Most oil wells producing from the Glauconite YY Pool of the Lake Newell field in Southern Alberta, Canada have very high flow capacities. Wellbore operations are complicated by the configuration of the slant wells with surface angles of 45° that can reach 75 ° at bottom and horizontal displacements in excess of 2000 m. During the development of this field, it was determined that there was a full cycle economic advantage to utilize gas lift as the primary artificial lift scheme because of the extended reach slant wellbore configurations. In 1996 opportunities to economically enhance production and accelerate recovery were identified in several of these gas lifted wells.

Well bore performance could not be matched to any theoretical tubular flow simulation thus a significant effort was made to understand these differences which, after consultation with various international experts, still did not offer a definitive explanation. Some of the production impairment mechanisms considered were phase separation and stratification of fluids (water, oil, gas) in the tubing, wax/paraffin formation, and unknown fluid rheologies. An attempt to production log one well was unsuccessful because the well ceased to produce with the decreased flow diameter of coiled tubing inside 73 mm (2.875 inch) production tubing. Since some wells are producing at drawdowns as low as 5%, significant production enhancement opportunities still needed to be pursued along with identifying the wellbore production impairment mechanism.

Larger diameter tubing (89 mm - 3.5 inch) was run in a 70% water cut well increasing production from 135 m3/D (850 BPD) to 180 m3/D (1130 BPD) which was still significantly lower than theoretical rates of 500 m3/D (3145 BPD). A demulsifier chemical, that the cross functional property team had previously identified as being effective in reducing high pressure drops in surface piping, was introduced into the injection gas stream. Two days after chemical injection began, the well started to produce at theoretically predicted production rates; however, it was very unstable and would cycle to original rates for long periods of time followed by very high rates again due to changing annular fluid levels. This prompted the installation of a chemical injection capillary tubing to bottom resulting in sustained production o 480 m3/D (3019 BPD) which is a 150% increase and near the theoretically predicted rates.

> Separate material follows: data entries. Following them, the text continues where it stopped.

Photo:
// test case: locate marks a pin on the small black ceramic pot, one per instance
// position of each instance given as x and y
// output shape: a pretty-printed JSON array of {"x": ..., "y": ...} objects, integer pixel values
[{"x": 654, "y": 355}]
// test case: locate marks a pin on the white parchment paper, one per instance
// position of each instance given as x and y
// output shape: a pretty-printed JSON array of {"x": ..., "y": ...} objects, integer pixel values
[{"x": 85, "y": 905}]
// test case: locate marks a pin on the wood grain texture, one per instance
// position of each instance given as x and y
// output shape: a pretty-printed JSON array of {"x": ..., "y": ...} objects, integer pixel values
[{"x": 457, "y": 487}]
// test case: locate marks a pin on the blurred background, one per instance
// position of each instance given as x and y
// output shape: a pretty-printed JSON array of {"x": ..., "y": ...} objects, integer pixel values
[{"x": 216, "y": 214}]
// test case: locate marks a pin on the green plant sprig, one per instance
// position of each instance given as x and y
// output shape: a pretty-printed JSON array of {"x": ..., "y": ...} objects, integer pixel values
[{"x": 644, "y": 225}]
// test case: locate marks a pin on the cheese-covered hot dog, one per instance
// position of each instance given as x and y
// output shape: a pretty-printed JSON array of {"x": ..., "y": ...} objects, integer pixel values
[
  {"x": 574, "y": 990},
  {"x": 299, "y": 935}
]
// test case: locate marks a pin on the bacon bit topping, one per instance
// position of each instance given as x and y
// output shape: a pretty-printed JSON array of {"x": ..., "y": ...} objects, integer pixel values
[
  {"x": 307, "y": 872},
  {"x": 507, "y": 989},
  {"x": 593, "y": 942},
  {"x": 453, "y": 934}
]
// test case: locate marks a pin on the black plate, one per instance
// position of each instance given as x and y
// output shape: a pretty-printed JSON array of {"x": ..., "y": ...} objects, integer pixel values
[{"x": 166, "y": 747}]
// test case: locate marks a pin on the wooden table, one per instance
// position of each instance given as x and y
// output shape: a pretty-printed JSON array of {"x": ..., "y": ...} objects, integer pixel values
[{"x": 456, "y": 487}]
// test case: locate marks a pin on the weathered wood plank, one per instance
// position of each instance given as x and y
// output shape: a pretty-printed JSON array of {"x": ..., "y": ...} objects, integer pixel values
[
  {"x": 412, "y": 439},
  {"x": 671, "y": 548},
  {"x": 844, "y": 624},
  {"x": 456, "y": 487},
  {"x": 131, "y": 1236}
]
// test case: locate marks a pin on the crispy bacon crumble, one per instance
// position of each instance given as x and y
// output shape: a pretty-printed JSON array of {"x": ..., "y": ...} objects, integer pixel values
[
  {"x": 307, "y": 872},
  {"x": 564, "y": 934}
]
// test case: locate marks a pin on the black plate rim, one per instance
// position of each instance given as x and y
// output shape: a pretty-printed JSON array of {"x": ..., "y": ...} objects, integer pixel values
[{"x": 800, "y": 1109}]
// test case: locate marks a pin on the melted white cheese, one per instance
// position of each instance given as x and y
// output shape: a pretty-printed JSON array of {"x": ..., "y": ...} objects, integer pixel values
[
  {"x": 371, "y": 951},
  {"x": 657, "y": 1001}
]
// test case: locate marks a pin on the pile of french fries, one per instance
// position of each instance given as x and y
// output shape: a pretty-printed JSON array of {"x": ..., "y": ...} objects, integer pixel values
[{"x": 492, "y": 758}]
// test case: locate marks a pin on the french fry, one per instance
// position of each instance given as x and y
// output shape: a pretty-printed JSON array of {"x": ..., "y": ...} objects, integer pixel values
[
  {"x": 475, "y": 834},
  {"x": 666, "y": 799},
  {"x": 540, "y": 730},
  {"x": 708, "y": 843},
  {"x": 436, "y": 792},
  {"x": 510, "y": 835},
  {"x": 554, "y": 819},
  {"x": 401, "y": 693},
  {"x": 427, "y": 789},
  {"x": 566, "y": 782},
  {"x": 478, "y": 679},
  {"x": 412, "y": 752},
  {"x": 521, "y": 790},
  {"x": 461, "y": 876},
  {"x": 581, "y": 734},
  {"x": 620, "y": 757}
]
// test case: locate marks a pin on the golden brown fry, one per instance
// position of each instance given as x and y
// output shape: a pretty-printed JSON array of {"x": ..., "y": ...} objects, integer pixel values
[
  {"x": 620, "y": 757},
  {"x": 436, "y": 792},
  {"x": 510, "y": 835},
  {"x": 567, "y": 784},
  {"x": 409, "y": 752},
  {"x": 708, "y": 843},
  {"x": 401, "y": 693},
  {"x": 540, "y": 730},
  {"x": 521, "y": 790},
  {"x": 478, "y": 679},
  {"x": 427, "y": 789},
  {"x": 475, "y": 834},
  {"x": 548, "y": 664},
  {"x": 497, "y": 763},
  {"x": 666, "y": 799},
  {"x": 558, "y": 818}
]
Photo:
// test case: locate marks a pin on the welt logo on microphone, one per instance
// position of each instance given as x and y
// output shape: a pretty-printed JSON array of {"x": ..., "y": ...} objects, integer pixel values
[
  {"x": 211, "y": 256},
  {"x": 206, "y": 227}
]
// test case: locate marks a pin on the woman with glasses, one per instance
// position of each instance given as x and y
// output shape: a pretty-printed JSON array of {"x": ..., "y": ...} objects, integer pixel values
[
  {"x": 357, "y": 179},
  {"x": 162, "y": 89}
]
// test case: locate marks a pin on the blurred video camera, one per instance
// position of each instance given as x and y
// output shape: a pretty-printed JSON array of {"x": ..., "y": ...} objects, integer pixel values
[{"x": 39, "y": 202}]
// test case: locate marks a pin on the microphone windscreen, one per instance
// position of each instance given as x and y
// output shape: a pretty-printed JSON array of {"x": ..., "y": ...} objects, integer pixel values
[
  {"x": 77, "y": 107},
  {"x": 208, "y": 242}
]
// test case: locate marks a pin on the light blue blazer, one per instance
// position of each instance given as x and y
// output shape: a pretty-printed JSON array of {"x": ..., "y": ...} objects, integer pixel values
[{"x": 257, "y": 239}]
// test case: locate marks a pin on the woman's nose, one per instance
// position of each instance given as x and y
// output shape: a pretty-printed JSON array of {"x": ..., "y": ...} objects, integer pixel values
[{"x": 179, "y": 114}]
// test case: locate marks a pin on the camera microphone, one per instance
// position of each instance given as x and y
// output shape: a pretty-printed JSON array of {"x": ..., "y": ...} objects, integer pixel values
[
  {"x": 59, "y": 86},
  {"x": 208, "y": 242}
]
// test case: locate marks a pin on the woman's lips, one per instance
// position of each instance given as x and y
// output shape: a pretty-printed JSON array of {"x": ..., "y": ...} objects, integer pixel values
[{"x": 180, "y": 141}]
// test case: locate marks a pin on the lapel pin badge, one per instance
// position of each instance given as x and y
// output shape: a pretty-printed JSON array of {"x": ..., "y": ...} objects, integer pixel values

This paper will sequentially outline the diagnostic and operational methodology used to solve the very difficult problems encountered with unconventional wellbores and fluids. It will emphasize the value of teamwork in problem resolution and how automated monitoring can greatly enhance the analysis of all information and situations. It will briefly address the surface system debottlenecking and optimization. The well improvements outlined in this paper have significantly contributed to enhancing the economic oil recovery of the YY Pool.